During World War II, tens of thousands of church bells were seized from all across Europe by the Nazis, who intended to melt them for ammunition. In May 1943 the Belgian Ministry of Education created an interdepartmental Commission for the Protection of Bells appointing de Beer as its President. The Commission’s first act was to survey the country’s thousands of historic bells, ranking each according to a letter system. “A” bells, those cast after 1850, were reluctantly sent to Germany while “D” bells, those created prior to 1720, were hidden. Any bell dating before the fourteenth century was buried. Each bell was photographed and classified in a large inventory maintained by the Commission in the hopes that one day it would hasten the return of Belgium’s bells.

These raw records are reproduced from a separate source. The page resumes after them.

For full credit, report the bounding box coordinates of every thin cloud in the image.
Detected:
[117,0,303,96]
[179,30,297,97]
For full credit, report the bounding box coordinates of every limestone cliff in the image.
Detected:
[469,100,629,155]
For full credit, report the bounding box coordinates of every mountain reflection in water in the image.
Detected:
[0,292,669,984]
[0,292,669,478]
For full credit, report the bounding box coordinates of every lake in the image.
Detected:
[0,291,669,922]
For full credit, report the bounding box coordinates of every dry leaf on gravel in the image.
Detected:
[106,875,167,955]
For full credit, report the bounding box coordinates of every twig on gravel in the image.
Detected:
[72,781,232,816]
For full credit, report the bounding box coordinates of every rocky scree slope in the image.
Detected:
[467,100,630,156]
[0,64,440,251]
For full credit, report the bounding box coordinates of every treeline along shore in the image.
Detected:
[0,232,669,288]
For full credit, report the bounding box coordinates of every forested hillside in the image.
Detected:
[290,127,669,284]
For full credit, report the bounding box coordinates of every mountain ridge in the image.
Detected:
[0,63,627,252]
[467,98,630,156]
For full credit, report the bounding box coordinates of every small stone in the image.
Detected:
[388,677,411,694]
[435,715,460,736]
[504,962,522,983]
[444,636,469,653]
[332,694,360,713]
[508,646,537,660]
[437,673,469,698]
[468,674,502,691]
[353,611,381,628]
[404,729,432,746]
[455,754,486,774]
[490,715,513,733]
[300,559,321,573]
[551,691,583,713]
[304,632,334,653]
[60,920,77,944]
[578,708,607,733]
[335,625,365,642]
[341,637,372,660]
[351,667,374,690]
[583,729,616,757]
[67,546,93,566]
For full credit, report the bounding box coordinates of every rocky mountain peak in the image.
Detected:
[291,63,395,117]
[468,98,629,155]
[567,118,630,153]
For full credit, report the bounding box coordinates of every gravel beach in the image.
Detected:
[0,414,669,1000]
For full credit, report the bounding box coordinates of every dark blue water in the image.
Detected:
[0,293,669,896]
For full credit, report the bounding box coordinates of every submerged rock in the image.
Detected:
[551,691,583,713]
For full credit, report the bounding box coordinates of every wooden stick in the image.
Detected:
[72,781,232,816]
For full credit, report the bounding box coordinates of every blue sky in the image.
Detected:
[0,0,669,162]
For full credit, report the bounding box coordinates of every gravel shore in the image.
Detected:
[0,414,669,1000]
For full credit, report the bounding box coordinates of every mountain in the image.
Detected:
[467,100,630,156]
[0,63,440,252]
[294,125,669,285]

As the war raged on, de Beer and his colleagues worked to track the movements of Belgian-owned church bells. De Beer frequently crossed paths with the Monuments Men active in Belgium, including British Monuments Man Maj. Ronald Balfour, who noted in October 1944 that de Beer carried with him “a mass of somewhat disordered information and a fine collection of photographs of war damaged buildings and of bells taken by himself.” Following the German surrender, thousands of surviving church bells filled an area in Hamburg harbor the size of an American football field. In summer 1945, the British MFAA began the arduous task of sorting and identifying each object. De Beer arrived in Hamburg as soon as possible with the Commission’s inventory and photographs in hand, an invaluable tool which over time restored the sound of chimes to many of Belgium’s churches.
Following his return to Belgium, de Beer resumed his work as curator of the collection at Sterckshof Castle. Due to his devoted efforts, the museum began receiving much-needed state funding in 1951. It was only after de Beer’s death in February 1953 that control of the castle and its treasures were taken over by the Province of Antwerp.